# Model Evaluation 

![](title_pict/model_evaluation2.png)

## Cross Validation

The data is repeatedly partitioned into distinct training and test sets, enabling the training of multiple models across these variations.

- **Model-1:** The initial model is trained using the first fold as the test set, with the remaining folds comprising the training set.

- **Model-2:** The subsequent model is trained using the second fold as the test set, while the remaining folds are utilized as the training set.

- This process continues with folds 3, 4, and 5, each acting as the test set in succession.

- For each of these five data partitions, accuracy is calculated to evaluate model performance.


![](pict/cross_validation.jpeg)

### CV on Breast Cancer Dataset

In [5]:
# import breast cancer data
from sklearn.datasets import load_breast_cancer
dataset_bc = load_breast_cancer()

In [6]:
# X_bc, y_bc and shapes
X_bc = dataset_bc.data
y_bc = dataset_bc.target
X_bc.shape, y_bc.shape

((569, 30), (569,))

In [7]:
# training  and test sets
from sklearn.model_selection import train_test_split
X_bc_train, X_bc_test, y_bc_train, y_bc_test = train_test_split(X_bc, y_bc, random_state=42)

In [8]:
# instantiate the class into an object
from sklearn.ensemble import RandomForestClassifier
rfc = RandomForestClassifier()

In [9]:
# fit the model
rfc.fit(X_bc_train, y_bc_train)

In [10]:
# train test scores
rfc.score(X_bc_train, y_bc_train), rfc.score(X_bc_test, y_bc_test)

(1.0, 0.972027972027972)

In [11]:
# cross validation
from sklearn.model_selection import cross_val_score
cross_val_score(rfc, X_bc, y_bc, cv = 5)

array([0.92982456, 0.94736842, 0.99122807, 0.97368421, 0.98230088])

In [12]:
cross_val_score(rfc, X_bc, y_bc, cv = 5).mean()

0.9613569321533924

### CV on Iris Data

In [13]:
# importiris data
from sklearn.datasets import load_iris
dataset_iris = load_iris()

In [14]:
# X_iris, y_iris and shapes
X_iris = dataset_iris.data
y_iris = dataset_iris.target
X_iris.shape, y_iris.shape

((150, 4), (150,))

In [15]:
# training  and test sets
from sklearn.model_selection import train_test_split
X_iris_train, X_iris_test, y_iris_train, y_iris_test = train_test_split(X_iris, y_iris, random_state=42)

In [16]:
# instantiate the class into an object
from sklearn.ensemble import RandomForestClassifier
rfc = RandomForestClassifier()

In [17]:
# fit the model
rfc.fit(X_iris_train, y_iris_train)

In [18]:
# train test scores
rfc.score(X_iris_train, y_iris_train), rfc.score(X_iris_test, y_iris_test)

(1.0, 1.0)

In [19]:
# cross validation
from sklearn.model_selection import cross_val_score
cross_val_score(rfc, X_iris, y_iris, cv = 5)

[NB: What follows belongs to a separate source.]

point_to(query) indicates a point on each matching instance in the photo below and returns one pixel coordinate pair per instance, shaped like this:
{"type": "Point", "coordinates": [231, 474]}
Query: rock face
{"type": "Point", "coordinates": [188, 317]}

array([0.96666667, 0.96666667, 0.93333333, 0.9       , 1.        ])

In [20]:
cross_val_score(rfc, X_iris, y_iris, cv = 5).mean()

0.96

## Validation Set
- The test set should not be used for parameter selection, as this could lead to overfitting.
- The accuracy obtained from the test set might not generalize well to new, unseen data.
- A common solution is to split the data into three distinct subsets:
  1. **Training Set**: Used to train the model.
  2. **Validation Set**: Used to tune model parameters and select the best model.
  3. **Test Set**: Used for the final evaluation of model performance on unseen data. 
![](pict/validation.jpeg)

### Validation Set for Housing Data

In [21]:
from sklearn.datasets import fetch_california_housing
Xh, yh = fetch_california_housing(return_X_y=True)

Xh_train_valid, Xh_test, yh_train_valid, yh_test = train_test_split(Xh, yh, random_state=0)

Xh_train, Xh_valid, yh_train, yh_valid = train_test_split(Xh_train_valid, yh_train_valid, random_state=0)

Xh_train.shape, Xh_valid.shape, Xh_test.shape

((11610, 8), (3870, 8), (5160, 8))

In [23]:
from xgboost import XGBRegressor

In [29]:
for md in [1,2,3,4,5]:
    xgb = XGBRegressor(max_depth=md)
    xgb.fit(Xh_train, yh_train)
    print(f'max_depth = {md}  --->  Validation Score = {xgb.score(Xh_valid, yh_valid):.2f}')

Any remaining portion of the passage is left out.